Arranging Database Tables to Support Rich, Effective Analysis
In traditional systems used for e-commerce or other common input/edit systems commonly referred to as online transactional processing (OLTP), there should be no instances of duplicate data, for OLAP the opposite is true.
For OLTP systems the focus is on the fastest method of providing high-volume additions and changes to data.
However, when complex and rapid analysis is required for business strategy, data being analyzed isn’t rapidly changing, but undergoing extensive analysis, desiring to discern trends.
Therefore when online analytical processing (OLAP) is necessary, data for reporting is duplicated as needed, thus, reducing the time needed to retrieve and display necessary data points analyzed.
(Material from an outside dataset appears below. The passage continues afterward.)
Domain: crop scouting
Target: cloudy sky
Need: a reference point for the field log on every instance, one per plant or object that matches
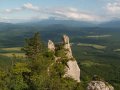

To support OLAP analysis, two ways of arranging the data, or schemas, are used – star and snowflake.
A Star schema is the most common used and leverages one fact table containing measures to analyze such as order quantity or sales amount. These fact tables also contain a key which links to dimension tables which define the facts such as customers, employees, and stores.
As you can see in the example below, the “facts” represent internet sales, each of which is represented by a key linking back to its dimension table explaining that fact.
Snowflake schemas on the other hand contain multiple dimension tables joined together and only one of them joined to fact table. For example, in a snowflake schema a product table would have a category table joined to it, but only the product table would be joined to the fact table. This arrangement of tables degrades performance for those queries being executed during analysis.